Binary Data with the Beta Bernouli Distribution


Let's consider one of the most basic types of data - binary data


In [1]:
import pandas as pd
import seaborn as sns
import math
import cPickle as pickle
import itertools as it
import numpy as np
import matplotlib.pyplot as plt
from sklearn.datasets import fetch_mldata
import itertools as it
%matplotlib inline
sns.set_context('talk')

Binary data can take various forms:

Image data is often represented as binary images. For example, the MNIST dataset contains images of handwritten digits.

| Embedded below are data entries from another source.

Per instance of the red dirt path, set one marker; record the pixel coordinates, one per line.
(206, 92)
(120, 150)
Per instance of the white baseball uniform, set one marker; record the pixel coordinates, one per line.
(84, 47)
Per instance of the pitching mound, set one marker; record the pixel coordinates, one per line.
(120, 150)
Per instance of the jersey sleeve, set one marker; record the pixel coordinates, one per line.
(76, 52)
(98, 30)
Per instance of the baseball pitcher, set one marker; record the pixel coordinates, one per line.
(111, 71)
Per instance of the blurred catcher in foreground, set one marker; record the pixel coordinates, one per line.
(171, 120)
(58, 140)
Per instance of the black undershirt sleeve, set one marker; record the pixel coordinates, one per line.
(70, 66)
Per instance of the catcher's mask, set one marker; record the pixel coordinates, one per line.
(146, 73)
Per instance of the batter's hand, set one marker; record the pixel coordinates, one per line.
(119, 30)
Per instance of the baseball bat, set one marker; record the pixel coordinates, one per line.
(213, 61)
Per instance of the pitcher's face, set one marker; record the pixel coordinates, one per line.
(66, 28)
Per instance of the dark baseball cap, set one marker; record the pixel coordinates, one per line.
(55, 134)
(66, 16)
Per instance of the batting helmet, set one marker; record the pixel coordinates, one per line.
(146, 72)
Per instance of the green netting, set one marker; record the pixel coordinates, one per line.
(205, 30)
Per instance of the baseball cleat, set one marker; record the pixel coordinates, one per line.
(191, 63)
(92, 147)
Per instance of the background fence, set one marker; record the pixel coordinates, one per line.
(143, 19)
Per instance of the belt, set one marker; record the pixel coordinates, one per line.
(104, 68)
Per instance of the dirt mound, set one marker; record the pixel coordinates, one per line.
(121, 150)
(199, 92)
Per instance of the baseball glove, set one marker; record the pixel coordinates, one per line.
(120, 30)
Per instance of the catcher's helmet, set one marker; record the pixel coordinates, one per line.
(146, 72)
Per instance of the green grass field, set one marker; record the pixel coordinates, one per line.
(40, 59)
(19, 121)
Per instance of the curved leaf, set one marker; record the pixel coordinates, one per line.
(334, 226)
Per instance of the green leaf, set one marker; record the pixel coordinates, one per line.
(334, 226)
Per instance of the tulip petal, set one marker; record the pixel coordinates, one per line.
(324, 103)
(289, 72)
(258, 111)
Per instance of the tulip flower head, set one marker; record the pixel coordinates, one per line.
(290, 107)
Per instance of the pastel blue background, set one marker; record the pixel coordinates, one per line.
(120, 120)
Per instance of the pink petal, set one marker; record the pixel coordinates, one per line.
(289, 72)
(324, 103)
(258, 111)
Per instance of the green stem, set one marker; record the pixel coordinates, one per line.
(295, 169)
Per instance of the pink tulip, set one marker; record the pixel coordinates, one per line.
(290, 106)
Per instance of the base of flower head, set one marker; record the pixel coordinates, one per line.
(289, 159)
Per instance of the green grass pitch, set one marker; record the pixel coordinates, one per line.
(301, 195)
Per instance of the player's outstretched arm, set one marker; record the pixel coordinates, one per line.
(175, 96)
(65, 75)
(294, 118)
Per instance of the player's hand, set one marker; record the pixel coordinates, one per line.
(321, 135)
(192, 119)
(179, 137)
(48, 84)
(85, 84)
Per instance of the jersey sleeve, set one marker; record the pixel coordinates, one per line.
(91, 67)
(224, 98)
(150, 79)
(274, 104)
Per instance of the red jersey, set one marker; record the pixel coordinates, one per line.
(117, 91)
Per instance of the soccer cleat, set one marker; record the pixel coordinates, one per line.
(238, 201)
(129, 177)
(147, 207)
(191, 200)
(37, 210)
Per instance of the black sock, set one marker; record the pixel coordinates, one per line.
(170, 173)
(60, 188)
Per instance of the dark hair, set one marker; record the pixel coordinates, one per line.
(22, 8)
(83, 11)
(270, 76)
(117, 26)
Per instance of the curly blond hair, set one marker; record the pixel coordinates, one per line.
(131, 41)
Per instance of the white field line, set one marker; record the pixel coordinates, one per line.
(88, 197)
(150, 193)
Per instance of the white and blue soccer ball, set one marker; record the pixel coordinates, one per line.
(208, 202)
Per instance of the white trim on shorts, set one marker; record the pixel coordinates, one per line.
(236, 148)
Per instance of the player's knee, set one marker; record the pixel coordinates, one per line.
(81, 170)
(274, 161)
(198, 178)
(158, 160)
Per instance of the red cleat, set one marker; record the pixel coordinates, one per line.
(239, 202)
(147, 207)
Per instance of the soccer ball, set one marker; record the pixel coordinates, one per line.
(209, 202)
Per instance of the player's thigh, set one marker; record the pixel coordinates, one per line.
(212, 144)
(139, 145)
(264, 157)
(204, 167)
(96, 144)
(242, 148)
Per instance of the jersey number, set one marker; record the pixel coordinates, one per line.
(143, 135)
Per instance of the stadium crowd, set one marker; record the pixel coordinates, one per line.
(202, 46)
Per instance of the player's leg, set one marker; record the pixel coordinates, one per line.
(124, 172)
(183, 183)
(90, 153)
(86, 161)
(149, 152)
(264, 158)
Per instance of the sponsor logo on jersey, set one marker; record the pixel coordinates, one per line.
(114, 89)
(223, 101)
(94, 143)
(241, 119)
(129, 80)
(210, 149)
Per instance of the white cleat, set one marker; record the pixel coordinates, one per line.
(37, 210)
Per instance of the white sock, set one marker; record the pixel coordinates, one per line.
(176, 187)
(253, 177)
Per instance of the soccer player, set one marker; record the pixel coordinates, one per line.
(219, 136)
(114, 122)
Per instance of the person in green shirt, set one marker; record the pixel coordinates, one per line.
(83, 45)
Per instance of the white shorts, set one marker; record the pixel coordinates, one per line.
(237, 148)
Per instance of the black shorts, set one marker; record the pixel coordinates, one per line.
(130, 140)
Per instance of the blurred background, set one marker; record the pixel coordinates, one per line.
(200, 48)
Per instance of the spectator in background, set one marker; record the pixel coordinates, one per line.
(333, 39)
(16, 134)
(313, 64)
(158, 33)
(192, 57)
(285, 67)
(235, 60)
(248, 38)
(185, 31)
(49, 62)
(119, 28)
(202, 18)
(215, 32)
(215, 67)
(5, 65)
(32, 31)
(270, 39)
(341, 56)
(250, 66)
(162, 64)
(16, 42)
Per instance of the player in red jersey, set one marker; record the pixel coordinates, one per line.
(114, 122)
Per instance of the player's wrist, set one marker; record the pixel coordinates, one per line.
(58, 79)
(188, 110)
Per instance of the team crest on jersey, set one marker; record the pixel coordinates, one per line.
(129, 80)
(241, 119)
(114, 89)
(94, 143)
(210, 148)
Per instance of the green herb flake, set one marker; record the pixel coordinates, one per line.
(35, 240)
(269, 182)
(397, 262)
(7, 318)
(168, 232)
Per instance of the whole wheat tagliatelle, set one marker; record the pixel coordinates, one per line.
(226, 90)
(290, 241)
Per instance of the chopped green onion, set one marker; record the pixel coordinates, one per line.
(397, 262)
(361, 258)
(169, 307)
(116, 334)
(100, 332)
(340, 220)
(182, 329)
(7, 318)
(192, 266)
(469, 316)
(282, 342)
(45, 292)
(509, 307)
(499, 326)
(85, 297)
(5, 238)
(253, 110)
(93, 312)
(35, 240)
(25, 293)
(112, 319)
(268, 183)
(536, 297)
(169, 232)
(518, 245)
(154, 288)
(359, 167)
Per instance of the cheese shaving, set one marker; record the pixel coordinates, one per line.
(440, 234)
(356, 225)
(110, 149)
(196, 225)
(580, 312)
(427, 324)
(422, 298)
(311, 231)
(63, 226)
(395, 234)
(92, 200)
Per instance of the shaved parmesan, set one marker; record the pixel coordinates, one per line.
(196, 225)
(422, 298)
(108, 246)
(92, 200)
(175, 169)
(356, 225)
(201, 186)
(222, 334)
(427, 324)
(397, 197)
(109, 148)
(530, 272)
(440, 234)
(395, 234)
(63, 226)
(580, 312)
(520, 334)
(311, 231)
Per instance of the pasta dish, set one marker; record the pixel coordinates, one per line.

Let's convert the MNIST digits into binary images


In [2]:
mnist_dataset = fetch_mldata('MNIST original')
_, D = mnist_dataset['data'].shape
Y = mnist_dataset['data'].astype(bool)
W = int(math.sqrt(D))
assert W * W == D
sns.heatmap(np.reshape(Y[0], (W, W)), linewidth=0, xticklabels=False, yticklabels=False, cbar=False)
plt.title('Example MNIST Digit')


Out[2]:
<matplotlib.text.Text at 0x1127f1910>

Graphs can be represented as binary matrices

In this email communication network from the enron dataset, $X_{i,j} = 1$ if and only if person$_{i}$ sent an email to person$_{j}$


In [3]:
import enron_utils


with open('results.p') as fp:
    communications = pickle.load(fp)
def allnames(o):
    for k, v in o:
        yield [k] + list(v)
names = set(it.chain.from_iterable(allnames(communications)))
names = sorted(list(names))
namemap = { name : idx for idx, name in enumerate(names) }
N = len(names)
communications_relation = np.zeros((N, N), dtype=np.bool)
for sender, receivers in communications:
    sender_id = namemap[sender]
    for receiver in receivers:
        receiver_id = namemap[receiver]
        communications_relation[sender_id, receiver_id] = True
labels = [i if i%20 == 0 else '' for i in xrange(N)]
sns.heatmap(communications_relation, linewidths=0, cbar=False, xticklabels=labels, yticklabels=labels) 
plt.xlabel('person number')
plt.ylabel('person number')
plt.title('Email Communication Matrix')


Out[3]:
<matplotlib.text.Text at 0x11bca0390>

In a Bayesian context, one often models binary data with a beta Bernoulli distribution

The beta Bernoulli distribution is the posterior of the Bernoulli distribution and its conjugate prior the beta distribution

Recall that the Bernouli distribution is the likelihood of $x$ given some probability $\theta$

$$P(x=1)=\theta$$$$P(x=0)=1-\theta$$$$P(x|\theta)=\theta^x(1-\theta)^{1-x}$$

If we wanted to learn the underlying probability $\theta$, we would use the beta distribution, which is the conjugate prior of the Bernouli distribution.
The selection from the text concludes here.